Esto de ser Chilenos
Vengo de uno de los paises más australes del planeta, una larga concatenación de volcanes, desiertos, salares, valles, montañas, bosques y estepas de fin de mundo que alberga a un abigarrado nacional de 16 millones de almas un tanto a la deriva, como cayéndose del mapa y devaluando la autoestima de sabernos al final, al fondo, casi al margen de la real dimensión de nosotros mismos. Ufanos y merecedores de un montón de símbolos de dudosa y contradictoria cuantía: la Bandera más bonita del mundo, la segunda canción nacional del planeta, los triunfos morales, la fuerte herencia del aguerrido pueblo Mapuche,
los ingleses de latinoamerica, la innegable educación cívica, el estado de derecho, la impecabilidad de nuestras paradas militares, la picardía ladina de nuestros campesinos, la destreza porfiada entre gásfiter y maestro chasquilla, la subida por detrás para no pagar el pasaje en las micros, el perro muerto en el restaurante, "como quieren en Chile al amigo cuando es forastero",el odio a los peruanos, las mujeres más lindas, los vinos más guenos, el fin de semana en Cachagua, los viajes a Buenos Aires para Fiestas Patrias, El Rodeo Chileno,
el Colo-Colo y la Copa Libertadores, La U, romántica y viajera, el tarro de Leche Condensada con dos agujeritos para chupetearlo hasta el fondo, la luca que nunca pagamos, la verdad que nunca decimos y la puntualidad de entre ocho y ocho y media que termina siendo a las nueve; entre otras miles de taras y trancas nacionales que conservamos con orgullo y vehemencia casi irracional.

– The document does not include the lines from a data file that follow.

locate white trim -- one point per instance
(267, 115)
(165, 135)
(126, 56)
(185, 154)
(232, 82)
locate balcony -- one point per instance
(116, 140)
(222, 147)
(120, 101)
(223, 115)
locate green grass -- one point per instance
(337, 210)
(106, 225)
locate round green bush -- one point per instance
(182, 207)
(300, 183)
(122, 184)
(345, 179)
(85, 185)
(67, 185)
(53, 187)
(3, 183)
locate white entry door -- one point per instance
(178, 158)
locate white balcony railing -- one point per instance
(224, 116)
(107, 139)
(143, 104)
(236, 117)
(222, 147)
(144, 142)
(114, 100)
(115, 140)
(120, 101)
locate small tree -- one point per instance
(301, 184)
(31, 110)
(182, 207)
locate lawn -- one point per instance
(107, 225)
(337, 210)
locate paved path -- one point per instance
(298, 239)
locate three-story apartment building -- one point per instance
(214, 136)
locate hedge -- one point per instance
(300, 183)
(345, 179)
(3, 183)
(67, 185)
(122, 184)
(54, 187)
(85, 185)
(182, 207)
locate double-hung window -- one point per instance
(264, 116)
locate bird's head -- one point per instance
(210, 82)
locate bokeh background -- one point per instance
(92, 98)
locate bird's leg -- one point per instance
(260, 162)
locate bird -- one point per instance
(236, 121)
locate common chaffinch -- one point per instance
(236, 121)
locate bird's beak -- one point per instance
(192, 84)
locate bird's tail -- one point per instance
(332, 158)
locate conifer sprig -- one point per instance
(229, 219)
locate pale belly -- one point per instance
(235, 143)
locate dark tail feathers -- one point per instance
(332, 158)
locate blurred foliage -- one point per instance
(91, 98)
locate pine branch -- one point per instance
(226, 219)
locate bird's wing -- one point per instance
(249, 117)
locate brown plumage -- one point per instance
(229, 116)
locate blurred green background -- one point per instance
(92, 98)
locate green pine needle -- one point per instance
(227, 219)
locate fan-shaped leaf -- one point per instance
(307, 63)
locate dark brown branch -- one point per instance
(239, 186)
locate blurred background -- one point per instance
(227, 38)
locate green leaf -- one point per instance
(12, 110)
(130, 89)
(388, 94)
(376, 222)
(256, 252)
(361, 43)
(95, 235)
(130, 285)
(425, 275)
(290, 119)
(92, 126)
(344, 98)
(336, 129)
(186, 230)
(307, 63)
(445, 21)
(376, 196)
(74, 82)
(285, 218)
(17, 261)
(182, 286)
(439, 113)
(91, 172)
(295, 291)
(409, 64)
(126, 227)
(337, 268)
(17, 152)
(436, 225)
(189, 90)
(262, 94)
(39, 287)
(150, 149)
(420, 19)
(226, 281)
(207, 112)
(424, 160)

Ser Chileno es como ser habitante del orbe, claro está, pero como tan a tras mano, tan al final, en el culo, que nos hace vernos como parte de una raza impía que sobrevivió a la asolada de los Indios, a la falta de víveres, a todos los terremotos civiles y terrestres, al Golpe del 73, al brutal impuesto al libro, a las trece horas de vuelo para encontrarnos con el mundo "civilizado", a los mariscales, a las micros atestadas en la mañana, a la orda de Argentinos en el verano, al cuchiflí siempre insustancial y quebradizo en la playa,
a las longanizas de Chillán, a los hoteles 5 estrella en Vitacura, a Cartagena popular en febrero, al Enguindao, la calor y el voy y vuelvo, entre miles de otras manifestaciones paganas y divinas que tenemos presente cada vez que abrimos nuestras casas y pegamos dos escobazos tras de la puerta para que las visitas se vayan luego.
Somos, a las claras, un pueblo esforzado, austero y católico hasta que descubrimos que el libremercado nos ampara, que Miami está a un salto de avión y que el "resquicio legal" y el "espíritu de la ley" toman cuerpo y sacristía desde el bautizo a todo trapo o la novia, que embarazada, igual se casa de blanco.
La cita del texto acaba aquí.